The debate about whether the fashionable reductionist theory of the day is correct, is as old as science. What does AI add to the mix? On the one hand, there is the possibility that an AI with the “right” value system but the wrong ontology, might do something intended as benevolent, that misses the mark because it misidentifies something about personhood. (A simple example of this might be, that it “uploads” everyone to a better existence, but uploads aren’t actually conscious, they are just simulations.) On the other hand, one might also doubt the AI’s ability to discover that the ontology of mind, according to which uploads are conscious, is wrong, especially if the AI itself isn’t conscious. If it is superintelligent, it may be able to discover a mismatch between standard human concepts of mind, extrapolated in a standard way, and how reality actually works; but lacking consciousness itself, it might also lack some essential inner guidance on how the mismatch is to be corrected.
This is just one possible story about what we could call a philosophical error in the AI’s cognition and/or the design process that produced it. I think it’s an example of why Wei Dai regards metaphilosophy as an important issue for alignment. Metaphilosophy is the (mostly philosophical) study of philosophy, and includes questions like, what is philosophical thought, what characterizes correct philosophical thought, and, how do you implement correct philosophical thought in an AI? Metaphilosophical concerns go beyond my third criterion, of getting ontology of mind correct; philosophy could also have something to say about problem-solving and about correct values, and even about the entire three-part approach to alignment with which I began.
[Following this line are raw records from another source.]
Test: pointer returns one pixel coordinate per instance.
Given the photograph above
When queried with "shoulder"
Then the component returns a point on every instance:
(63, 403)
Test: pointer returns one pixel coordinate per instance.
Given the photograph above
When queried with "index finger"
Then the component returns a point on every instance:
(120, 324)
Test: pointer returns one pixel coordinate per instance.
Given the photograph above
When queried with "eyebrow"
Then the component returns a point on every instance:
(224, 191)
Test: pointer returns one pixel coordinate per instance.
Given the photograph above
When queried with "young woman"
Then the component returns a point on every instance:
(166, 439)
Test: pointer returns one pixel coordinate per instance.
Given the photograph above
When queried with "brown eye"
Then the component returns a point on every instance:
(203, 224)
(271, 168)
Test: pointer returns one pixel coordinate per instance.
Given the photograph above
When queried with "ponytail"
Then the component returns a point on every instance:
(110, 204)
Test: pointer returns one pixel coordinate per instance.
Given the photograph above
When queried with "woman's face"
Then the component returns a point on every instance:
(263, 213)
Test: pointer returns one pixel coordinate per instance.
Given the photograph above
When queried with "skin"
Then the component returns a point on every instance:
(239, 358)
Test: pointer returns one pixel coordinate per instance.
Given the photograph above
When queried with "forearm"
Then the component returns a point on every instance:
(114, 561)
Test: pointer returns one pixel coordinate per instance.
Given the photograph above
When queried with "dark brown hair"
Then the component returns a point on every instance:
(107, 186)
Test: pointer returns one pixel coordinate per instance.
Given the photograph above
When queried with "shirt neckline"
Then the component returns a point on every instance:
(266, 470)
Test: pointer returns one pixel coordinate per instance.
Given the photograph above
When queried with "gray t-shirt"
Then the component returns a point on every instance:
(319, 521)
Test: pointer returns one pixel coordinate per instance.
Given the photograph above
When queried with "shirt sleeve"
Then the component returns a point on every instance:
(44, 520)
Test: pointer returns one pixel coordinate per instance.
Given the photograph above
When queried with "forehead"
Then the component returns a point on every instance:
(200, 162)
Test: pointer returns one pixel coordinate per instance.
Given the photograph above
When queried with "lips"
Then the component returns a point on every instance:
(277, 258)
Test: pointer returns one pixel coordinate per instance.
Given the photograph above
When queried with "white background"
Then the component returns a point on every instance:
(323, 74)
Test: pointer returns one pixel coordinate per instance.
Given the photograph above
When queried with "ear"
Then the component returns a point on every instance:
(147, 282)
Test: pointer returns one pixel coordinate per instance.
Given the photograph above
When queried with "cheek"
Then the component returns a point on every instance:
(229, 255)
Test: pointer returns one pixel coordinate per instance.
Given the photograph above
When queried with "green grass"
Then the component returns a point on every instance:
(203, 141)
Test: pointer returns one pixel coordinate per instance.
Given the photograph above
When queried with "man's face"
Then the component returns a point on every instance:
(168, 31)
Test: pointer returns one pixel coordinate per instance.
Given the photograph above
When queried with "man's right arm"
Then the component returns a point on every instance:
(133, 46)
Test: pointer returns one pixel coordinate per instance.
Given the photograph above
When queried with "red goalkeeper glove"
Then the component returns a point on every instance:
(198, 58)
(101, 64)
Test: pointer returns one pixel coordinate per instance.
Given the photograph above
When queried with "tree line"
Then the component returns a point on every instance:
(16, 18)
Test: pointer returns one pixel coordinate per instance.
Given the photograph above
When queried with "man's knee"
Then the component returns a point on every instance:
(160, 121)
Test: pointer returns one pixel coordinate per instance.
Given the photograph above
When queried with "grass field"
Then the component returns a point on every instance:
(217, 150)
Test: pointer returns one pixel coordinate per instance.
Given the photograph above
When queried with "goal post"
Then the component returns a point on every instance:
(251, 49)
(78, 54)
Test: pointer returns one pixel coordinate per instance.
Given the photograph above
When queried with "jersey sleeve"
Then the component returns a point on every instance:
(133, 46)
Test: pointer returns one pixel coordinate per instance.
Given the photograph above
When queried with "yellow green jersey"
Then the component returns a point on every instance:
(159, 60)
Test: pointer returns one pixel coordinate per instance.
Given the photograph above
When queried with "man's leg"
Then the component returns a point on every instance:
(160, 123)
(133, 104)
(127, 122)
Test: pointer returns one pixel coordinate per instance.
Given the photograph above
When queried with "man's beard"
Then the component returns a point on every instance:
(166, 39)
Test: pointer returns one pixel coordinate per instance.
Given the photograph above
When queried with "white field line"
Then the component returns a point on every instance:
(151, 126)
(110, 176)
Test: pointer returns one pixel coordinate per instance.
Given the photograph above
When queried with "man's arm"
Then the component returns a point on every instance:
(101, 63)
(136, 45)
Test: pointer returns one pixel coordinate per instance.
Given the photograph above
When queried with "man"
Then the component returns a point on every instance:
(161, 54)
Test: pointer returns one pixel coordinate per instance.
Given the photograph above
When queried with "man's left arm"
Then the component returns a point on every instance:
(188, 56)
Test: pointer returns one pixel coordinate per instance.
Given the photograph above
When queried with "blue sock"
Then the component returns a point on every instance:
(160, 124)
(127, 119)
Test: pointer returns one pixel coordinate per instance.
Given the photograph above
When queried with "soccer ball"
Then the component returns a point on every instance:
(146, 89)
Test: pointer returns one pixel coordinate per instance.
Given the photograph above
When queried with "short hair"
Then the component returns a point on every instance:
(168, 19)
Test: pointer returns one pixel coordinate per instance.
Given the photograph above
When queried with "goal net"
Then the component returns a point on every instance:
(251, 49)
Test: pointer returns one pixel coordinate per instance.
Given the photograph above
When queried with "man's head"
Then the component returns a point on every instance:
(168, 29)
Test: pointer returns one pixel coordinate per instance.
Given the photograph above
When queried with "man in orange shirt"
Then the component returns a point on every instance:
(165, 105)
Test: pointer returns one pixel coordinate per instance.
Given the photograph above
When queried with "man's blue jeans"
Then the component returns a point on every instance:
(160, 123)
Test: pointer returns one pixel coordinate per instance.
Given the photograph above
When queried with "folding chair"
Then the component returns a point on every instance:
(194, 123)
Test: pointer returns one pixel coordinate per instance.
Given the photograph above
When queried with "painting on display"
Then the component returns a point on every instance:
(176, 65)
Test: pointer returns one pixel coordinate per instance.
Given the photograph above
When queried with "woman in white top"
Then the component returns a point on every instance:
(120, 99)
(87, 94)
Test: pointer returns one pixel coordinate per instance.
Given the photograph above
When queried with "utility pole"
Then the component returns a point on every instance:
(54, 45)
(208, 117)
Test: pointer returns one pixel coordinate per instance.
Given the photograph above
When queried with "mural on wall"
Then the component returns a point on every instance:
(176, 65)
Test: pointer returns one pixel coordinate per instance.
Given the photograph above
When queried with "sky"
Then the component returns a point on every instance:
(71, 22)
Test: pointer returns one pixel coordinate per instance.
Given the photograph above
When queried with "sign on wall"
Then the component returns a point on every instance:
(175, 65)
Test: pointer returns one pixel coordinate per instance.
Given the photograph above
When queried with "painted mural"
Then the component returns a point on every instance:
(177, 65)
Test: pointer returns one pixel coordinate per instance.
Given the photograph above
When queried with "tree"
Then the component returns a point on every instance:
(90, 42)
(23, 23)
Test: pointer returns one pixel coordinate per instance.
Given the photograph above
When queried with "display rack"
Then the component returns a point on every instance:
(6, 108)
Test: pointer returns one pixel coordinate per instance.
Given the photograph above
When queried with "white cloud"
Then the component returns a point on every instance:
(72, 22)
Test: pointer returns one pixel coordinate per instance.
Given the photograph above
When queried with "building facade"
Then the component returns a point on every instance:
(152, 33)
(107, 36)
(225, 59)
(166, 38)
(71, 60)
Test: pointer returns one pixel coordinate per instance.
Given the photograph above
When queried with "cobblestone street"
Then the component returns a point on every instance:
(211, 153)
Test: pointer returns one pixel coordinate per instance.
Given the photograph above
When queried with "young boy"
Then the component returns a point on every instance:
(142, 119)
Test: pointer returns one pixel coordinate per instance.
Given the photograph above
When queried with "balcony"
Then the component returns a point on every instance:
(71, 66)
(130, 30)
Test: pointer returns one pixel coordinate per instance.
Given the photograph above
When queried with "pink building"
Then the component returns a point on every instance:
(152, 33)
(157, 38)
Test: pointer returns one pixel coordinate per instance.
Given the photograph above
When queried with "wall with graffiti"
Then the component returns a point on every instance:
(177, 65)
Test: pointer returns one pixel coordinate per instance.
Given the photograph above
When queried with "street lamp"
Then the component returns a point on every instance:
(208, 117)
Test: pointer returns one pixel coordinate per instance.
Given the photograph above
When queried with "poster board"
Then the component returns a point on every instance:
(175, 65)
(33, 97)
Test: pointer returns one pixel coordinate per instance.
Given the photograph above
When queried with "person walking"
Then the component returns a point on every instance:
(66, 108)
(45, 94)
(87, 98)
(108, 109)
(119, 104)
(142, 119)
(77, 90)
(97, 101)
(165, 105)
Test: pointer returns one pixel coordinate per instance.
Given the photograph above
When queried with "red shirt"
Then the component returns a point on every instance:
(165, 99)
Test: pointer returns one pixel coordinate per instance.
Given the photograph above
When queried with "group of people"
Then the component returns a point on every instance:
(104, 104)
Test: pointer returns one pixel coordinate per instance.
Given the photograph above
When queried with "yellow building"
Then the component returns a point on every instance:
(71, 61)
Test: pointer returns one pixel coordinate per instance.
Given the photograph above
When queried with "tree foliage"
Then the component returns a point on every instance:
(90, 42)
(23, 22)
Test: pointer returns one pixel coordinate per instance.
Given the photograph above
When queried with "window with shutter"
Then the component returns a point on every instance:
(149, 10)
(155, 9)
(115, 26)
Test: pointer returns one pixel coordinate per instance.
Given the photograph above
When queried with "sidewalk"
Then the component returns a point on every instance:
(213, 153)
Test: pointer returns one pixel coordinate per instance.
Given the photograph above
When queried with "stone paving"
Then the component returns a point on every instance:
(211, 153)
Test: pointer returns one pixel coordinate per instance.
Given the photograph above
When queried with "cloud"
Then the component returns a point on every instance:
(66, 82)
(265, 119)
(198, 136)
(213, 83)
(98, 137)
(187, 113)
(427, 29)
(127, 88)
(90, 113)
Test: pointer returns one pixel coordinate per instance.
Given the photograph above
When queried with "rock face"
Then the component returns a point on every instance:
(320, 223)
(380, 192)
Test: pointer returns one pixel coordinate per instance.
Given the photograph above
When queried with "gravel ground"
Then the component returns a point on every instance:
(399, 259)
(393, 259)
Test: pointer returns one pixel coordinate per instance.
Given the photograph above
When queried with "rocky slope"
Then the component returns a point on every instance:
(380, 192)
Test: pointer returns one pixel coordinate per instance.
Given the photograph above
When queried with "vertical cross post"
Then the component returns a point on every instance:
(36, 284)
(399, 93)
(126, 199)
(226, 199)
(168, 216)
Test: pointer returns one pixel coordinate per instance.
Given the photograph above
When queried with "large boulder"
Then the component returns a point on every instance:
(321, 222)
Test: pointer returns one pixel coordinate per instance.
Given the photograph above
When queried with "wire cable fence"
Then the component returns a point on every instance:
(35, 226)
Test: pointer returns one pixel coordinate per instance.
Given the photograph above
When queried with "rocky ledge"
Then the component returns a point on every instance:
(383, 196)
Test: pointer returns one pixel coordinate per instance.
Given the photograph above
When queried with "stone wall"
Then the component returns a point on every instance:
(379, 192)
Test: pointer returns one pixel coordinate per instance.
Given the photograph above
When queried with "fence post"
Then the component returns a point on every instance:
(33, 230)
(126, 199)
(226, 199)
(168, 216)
So perhaps I will revise my superalignment schema and say: a successful plan for superalignment needs to produce problem-solving superintelligence (since the superaligned AI is useless if it gets trampled by a smarter unaligned AI), a sufficiently correct “value system” (or decision procedure or utility function), and some model of metaphilosophical cognition (with particular attention to ontology of mind).
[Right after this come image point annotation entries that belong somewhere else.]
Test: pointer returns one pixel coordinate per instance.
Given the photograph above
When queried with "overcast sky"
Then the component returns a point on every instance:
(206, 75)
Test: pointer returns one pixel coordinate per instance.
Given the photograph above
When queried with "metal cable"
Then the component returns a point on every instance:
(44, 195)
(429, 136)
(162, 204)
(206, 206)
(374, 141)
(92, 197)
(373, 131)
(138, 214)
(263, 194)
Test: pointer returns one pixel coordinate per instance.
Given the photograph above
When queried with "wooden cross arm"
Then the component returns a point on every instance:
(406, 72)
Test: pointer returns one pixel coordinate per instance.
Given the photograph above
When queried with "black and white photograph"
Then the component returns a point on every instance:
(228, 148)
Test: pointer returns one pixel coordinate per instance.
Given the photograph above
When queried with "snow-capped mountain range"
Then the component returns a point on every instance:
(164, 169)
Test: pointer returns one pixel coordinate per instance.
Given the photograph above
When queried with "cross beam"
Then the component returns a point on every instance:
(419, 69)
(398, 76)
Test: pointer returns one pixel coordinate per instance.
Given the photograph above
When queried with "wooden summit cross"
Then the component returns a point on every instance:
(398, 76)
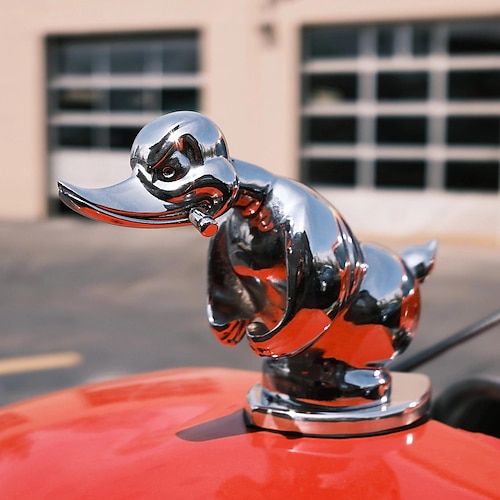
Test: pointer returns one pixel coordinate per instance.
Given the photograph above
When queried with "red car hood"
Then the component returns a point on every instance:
(181, 434)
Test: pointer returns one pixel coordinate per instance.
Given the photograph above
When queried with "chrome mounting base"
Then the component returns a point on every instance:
(409, 401)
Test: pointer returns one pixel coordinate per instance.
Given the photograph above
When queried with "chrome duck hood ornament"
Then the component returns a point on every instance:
(327, 312)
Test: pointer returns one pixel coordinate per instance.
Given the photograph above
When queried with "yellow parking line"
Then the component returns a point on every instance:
(41, 362)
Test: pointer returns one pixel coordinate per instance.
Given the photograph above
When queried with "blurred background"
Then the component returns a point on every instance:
(390, 109)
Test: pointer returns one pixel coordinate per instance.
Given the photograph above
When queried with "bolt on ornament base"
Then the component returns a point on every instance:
(327, 311)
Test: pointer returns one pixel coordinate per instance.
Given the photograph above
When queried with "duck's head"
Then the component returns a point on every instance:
(181, 174)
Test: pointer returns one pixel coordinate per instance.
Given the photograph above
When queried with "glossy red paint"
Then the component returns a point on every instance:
(181, 434)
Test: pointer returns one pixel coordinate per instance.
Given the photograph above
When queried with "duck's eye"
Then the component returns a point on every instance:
(167, 173)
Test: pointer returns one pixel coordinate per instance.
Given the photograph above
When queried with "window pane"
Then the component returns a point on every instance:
(385, 41)
(337, 172)
(400, 173)
(125, 100)
(474, 85)
(331, 88)
(474, 39)
(473, 130)
(472, 176)
(180, 56)
(330, 130)
(401, 130)
(330, 43)
(127, 58)
(180, 99)
(77, 99)
(402, 86)
(74, 136)
(421, 41)
(122, 137)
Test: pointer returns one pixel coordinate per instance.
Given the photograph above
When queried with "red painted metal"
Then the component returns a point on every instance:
(181, 434)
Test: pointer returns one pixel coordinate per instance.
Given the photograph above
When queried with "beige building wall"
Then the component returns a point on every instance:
(250, 86)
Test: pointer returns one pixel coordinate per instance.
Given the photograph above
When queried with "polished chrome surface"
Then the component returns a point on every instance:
(285, 270)
(409, 402)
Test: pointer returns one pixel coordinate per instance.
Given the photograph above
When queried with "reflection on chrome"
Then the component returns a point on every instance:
(327, 312)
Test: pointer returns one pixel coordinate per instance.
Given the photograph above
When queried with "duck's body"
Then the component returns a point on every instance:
(284, 269)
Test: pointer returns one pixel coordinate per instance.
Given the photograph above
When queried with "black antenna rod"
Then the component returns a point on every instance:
(429, 353)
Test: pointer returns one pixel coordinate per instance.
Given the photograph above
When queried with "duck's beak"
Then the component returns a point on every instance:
(123, 204)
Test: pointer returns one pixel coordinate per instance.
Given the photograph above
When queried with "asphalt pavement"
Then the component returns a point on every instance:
(82, 301)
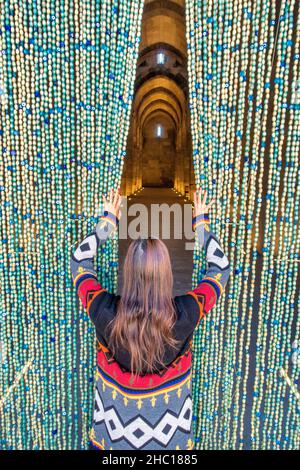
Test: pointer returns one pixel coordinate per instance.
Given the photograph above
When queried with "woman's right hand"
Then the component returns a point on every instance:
(200, 206)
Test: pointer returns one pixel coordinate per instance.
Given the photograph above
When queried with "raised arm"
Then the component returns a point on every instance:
(82, 259)
(212, 285)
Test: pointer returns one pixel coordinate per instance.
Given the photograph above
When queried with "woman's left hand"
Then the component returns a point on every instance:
(112, 202)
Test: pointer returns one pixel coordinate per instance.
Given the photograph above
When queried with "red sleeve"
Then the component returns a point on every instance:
(206, 296)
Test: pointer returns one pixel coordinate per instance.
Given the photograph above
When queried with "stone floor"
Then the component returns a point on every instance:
(182, 259)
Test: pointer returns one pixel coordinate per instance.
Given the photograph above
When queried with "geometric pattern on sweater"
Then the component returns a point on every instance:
(176, 375)
(139, 431)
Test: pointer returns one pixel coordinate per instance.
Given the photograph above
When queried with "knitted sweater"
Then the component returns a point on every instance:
(151, 411)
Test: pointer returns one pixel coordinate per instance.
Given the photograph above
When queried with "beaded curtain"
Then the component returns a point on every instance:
(67, 77)
(243, 66)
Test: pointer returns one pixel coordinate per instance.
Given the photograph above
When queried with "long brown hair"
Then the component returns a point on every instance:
(145, 313)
Your title begins “Whimsical Thoughts on an AI Notepad”, so I presume this was written with AI assistance. Please say something about your methods. Did you just supply a prompt? If so, what was it? If you did contribute more than just a prompt, what was your contribution?
Alexander Dugin speaks of “trumpo-futurism” and “dark accelerationism”.
Dugin is a kind of Zizek of Russian multipolar geopolitical thought. He’s always been good at quickly grasping new political situations and giving them his own philosophical sheen. In the past he has spoken apocalyptically of AI and transhumanism, considering them to be part of the threat to worldwide tradition coming from western liberalism. I can’t see him engaging in wishful thinking like “humans and AIs coexist as equals” or “AIs migrate to outer space leaving the Earth for humans”, so I will be interested to see what he says going forward. I greatly regret that his daughter (Daria Dugina) was assassinated, because she was taking a serious interest in the computer age’s ontology of personhood, but from a Neoplatonist perspective; who knows what she might have come up with.